February 12, 2007

Be Prepared

My first encounter with racism that was too overt to be explained away happened when I was in ninth grade. (The story of that encounter, written in part as my daily contribution to the Creative Act project, is here.)

There have been multiple subsequent experiences, but each time I have been taken by surprise. (I am someone who does not naturally go through my days with my guard up, and my journey through life is buoyed along by white privilege.)

I don't know when my son will experience racism that is so undisguised as to be unavoidable. (I don't think he has yet.) I think about what feels like an inevitability, and I want to try to help prepare him to be ready to confront it when it comes.

But how do I explain something so fundamentally unexplainable?

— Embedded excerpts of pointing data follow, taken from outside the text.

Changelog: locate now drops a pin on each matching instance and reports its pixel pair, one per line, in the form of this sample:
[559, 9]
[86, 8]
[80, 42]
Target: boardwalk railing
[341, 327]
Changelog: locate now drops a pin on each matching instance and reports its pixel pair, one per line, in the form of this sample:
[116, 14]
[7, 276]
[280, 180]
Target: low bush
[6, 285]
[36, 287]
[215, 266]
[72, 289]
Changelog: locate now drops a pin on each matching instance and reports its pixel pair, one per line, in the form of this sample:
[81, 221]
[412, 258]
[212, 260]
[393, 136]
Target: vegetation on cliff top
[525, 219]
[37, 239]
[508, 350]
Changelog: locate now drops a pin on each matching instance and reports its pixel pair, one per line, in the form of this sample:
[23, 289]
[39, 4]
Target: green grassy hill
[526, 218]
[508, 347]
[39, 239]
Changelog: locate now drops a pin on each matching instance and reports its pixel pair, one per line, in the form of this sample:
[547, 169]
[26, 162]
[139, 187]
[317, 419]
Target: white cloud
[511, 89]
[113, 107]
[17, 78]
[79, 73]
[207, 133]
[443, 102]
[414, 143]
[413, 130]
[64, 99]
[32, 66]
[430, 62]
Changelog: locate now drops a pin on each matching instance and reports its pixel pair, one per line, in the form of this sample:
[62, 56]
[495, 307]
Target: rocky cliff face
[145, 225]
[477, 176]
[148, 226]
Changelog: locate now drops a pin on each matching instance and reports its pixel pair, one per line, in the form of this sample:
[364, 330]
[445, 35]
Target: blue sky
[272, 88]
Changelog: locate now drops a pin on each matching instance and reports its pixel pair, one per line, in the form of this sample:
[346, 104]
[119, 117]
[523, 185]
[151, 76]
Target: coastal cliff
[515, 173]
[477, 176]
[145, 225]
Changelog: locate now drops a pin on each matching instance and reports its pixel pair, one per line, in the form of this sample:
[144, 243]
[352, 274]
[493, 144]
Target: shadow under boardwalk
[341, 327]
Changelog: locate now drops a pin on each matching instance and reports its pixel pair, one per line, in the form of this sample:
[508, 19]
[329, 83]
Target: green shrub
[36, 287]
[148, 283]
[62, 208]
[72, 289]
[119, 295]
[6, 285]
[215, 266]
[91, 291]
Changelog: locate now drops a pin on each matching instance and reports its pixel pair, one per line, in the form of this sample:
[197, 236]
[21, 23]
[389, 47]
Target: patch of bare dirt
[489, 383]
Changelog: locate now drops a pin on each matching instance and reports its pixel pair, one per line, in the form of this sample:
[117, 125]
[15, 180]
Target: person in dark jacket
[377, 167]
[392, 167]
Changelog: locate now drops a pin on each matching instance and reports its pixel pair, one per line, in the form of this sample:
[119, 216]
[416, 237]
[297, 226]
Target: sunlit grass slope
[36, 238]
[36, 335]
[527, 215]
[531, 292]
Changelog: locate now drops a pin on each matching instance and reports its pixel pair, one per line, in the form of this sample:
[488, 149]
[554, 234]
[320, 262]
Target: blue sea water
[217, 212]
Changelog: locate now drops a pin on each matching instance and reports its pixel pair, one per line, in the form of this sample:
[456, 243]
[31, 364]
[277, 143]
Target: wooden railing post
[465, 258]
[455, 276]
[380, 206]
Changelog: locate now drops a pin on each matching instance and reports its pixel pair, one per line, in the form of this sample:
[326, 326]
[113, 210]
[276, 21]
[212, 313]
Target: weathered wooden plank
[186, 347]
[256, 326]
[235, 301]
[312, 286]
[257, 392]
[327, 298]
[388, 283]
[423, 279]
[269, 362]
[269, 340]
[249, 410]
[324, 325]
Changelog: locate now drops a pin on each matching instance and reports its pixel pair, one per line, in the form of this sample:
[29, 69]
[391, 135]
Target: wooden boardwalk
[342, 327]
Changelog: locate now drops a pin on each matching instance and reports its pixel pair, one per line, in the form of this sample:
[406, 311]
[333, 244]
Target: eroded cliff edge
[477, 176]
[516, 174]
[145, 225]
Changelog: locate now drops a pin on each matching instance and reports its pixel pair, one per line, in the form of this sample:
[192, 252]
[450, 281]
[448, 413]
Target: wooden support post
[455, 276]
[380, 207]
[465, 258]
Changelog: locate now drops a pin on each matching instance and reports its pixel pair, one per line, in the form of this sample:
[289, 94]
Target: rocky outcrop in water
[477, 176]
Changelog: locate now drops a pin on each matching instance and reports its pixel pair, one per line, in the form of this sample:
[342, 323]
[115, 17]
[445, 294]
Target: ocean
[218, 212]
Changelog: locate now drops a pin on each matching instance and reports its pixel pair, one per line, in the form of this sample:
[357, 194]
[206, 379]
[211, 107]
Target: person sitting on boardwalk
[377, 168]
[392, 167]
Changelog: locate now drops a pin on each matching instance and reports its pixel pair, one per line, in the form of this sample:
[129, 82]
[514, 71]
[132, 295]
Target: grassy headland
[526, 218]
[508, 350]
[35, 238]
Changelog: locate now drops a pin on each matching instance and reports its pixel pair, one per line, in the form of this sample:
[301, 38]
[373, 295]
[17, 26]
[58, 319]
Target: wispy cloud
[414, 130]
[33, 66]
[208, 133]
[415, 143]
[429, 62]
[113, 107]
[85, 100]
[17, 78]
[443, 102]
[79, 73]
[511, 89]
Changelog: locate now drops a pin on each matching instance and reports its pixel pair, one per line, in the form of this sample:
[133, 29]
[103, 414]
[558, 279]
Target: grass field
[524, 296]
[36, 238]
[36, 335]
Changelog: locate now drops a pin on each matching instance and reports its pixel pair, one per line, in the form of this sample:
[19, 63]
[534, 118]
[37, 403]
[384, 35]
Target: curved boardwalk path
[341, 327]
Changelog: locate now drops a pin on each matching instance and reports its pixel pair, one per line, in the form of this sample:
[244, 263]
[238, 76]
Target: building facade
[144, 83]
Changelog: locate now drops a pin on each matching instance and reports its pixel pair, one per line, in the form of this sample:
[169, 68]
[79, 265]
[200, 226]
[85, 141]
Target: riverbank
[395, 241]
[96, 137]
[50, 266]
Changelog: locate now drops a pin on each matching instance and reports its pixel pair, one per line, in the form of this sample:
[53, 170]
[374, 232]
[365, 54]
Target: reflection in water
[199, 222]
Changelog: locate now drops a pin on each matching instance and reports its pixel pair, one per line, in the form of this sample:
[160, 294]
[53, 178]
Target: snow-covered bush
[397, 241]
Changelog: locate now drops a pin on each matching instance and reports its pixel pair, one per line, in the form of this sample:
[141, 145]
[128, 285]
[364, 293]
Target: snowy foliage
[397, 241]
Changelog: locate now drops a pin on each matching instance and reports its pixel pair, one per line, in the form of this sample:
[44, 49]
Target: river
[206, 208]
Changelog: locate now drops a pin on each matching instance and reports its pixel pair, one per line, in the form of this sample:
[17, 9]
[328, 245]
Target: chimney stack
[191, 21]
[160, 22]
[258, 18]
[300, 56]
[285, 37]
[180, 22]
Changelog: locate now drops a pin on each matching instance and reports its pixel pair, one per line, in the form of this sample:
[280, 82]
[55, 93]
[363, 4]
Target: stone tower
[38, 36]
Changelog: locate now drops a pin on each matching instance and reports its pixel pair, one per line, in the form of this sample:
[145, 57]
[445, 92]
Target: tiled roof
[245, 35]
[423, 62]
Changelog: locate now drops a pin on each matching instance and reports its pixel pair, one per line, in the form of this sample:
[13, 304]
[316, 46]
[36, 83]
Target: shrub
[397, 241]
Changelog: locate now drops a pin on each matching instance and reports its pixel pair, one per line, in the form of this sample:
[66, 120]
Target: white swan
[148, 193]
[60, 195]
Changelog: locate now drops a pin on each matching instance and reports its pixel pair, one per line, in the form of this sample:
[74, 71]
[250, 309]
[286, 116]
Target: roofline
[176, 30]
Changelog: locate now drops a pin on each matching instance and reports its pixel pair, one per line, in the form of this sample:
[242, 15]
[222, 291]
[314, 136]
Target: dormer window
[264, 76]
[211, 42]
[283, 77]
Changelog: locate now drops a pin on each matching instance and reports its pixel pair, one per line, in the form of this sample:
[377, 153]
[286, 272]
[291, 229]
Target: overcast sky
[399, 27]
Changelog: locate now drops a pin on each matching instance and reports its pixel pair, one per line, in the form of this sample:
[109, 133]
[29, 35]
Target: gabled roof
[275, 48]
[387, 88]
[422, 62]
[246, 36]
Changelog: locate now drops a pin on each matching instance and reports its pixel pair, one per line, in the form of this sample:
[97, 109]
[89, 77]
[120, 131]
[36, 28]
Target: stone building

So far, we've been talking about prejudices in terms of how they play out in people's individual lives. D knows that some people (like George Bush) think that boys should only be able to marry girls, and girls should only be able to marry boys. He also knows that in our family we think that love is the thing that really makes the family. We've talked about the idea that good ideas have lasting power, and that the person who killed Martin Luther King, Jr. killed his body, but not his ideas or his dreams or the ideas and dreams of the people who learned from him. My five year-old son knows the story of Rosa Parks' and others' civil disobedience, and we've talked about how sometimes a country's laws are outdated and wrong and in need of changing. And we talk about how change is hard for people, and that some people's ideas are so out of step and old fashioned that it makes it hard for them and the people around them.

It's a start.

I remember that when we were hoping to become parents, the high school students I spoke to as a part of the local PFLAG speaker's bureau would often ask me, "Aren't you worried about what your kid will have to face as a boy with two moms?" And I said that for me, discrimination on the basis of sexual minority status is a known quantity. I've seen it, heard it, fought it, been laid low by it, and come back to fight again. I'm pretty confident that we'll be able to equip him with the tools he'll need to stand up for himself in that regard, in part because I know we'll have lots of life experience to draw on.

I'm much more nervous about my ability to prepare him to deal with racism.

(Thanks to Kwynne over at LesbianFamily.org for getting the ball
rolling on this for me, and to the Creative Act project
for their inspiration this month.)

1 comment:

kerrdelune said...

It's all here, Shelley, wisdom, experience and a deep commitment to the things which really DO matter in life. D is a fortunate little guy to have both of you as his moms.